3 Books Weekly #10: Featuring artist James Bridle
09.00, Thursday 5 May 2016 Link to this post
The following was first posted on the 3 Books Weekly email newsletter and has since been archived here.
Hi folks, and welcome to edition 10 of 3 Books Weekly.
I’m super pleased that today we have artist and writer James Bridle sharing his book recommendations. James is also an essayist, and his website is well, well worth a few hours digging and reading.
Bookshop news: Machine Supply has a new home! For the next month, we’re being hosted by Hachette in their new HQ on the Thames in London. Everyone’s welcome to visit. Opening hours and a photo are over here. It’s awesome of Hachette to host like this. (If you’re in London and could host Machine Supply in June, drop me a note!)

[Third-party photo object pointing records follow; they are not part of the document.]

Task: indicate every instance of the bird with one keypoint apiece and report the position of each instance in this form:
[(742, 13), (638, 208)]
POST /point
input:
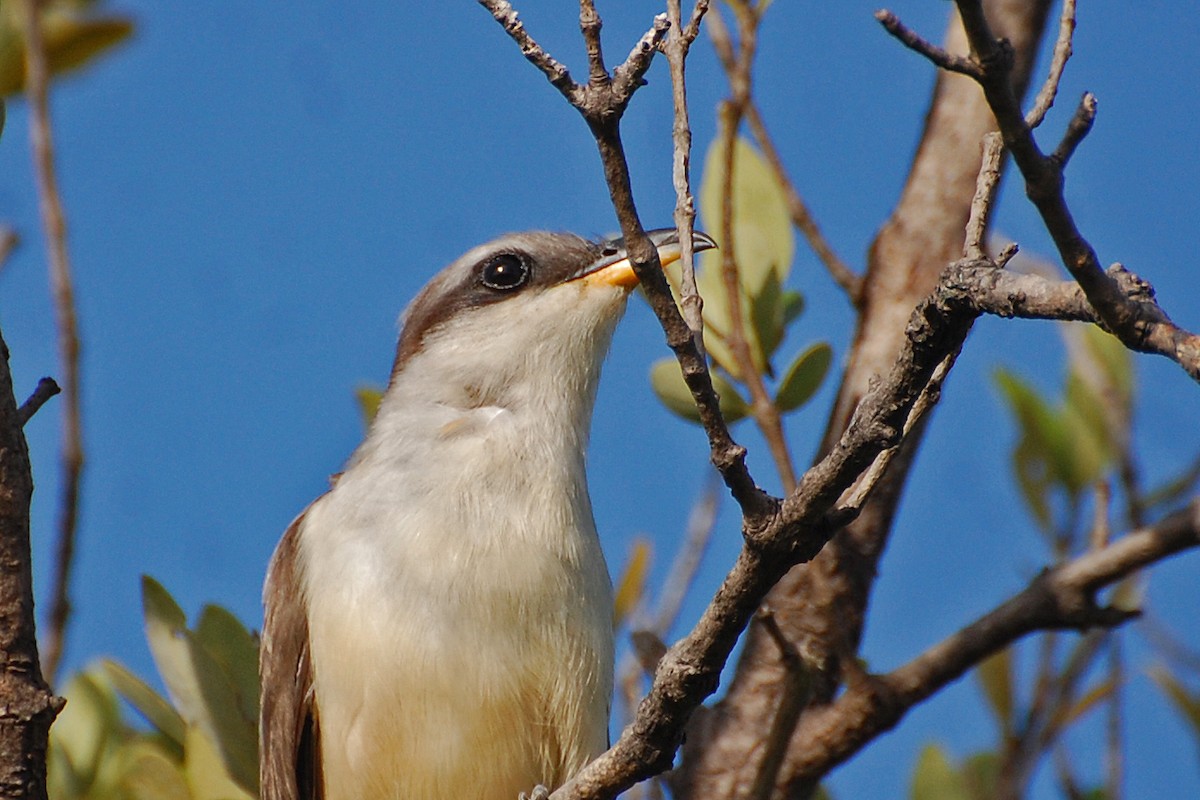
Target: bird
[(438, 624)]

Let’s get straight to the books. Happy Friday all.
#1. The Argonauts, by Maggie Nelson
Maggie Nelson is an American poet, critic, and essayist, whose work often combines elements of all three to beautiful and powerful effect. In “The Argonauts” she writes about and through her own experience of queer motherhood and family, and her relationship with her trans partner and community. The result is never less than visceral and lyrical. Bodies are twisted by sex, transformed by hormones, bruised and birthed, and intertwined with theory, quotes, memoir and art history. For Nelson, the body and the word are always in a process of becoming, full of reference and history, but also capable of forging their own identity and new, startling presence in the world.
#2. A Prehistory of the Cloud, by Tung-hui Hu
‘The cloud’ is one of today’s most pervasive metaphors: a universal utility, providing computation, connection, and storage on demand, while also threatening privacy, international law, and personal agency. In this ‘prehistory’, Hu thoughtfully explores both the physical infrastructure of the cloud - the millions of computers, cables, and datacentres distributed around the world - and its metaphysical implications. As we become ‘users’ of computers, a process which started with 1960s time-sharing technology, we also become modern ‘subjects’: expressing ourselves through social contribution and media production, tracked and tagged whatever we do. The cloud is one expression of modernity itself: the promise of individual freedom and creative expression, bound by a Faustian pact with vast and often hidden powers.
#3. Round the Bend (Vintage Classics), by Nevil Shute Norway
Nevil Shute is best known for the apocalyptic “On the Beach” and the romantic “A Town Called Alice”, but he also wrote a number of novels based on his day job as an aeronautical engineer. In “No Highway”, the unassuming air crash investigator Theodore Honey battles powerful corporate interests to ground a fleet of unsafe early jet planes, winning the heart of an air hostess and a Hollywood star along the way. “The Trustee in the Toolshed” tells the story of an engineer and model-maker who travels half way round the world to secure his niece’s inheritance, learning to fly and sail en route. But “Round the Bend” is perhaps the strangest: against the background of post-war aviation and the birth of the Persian Gulf oil industry, a young flight engineer starts a new religion based on aircraft maintenance, inspiring thousands of followers across the Middle East and Asia. Schute blends science with a personal mysticism - and takes a strong stand against Imperial racism and intolerance.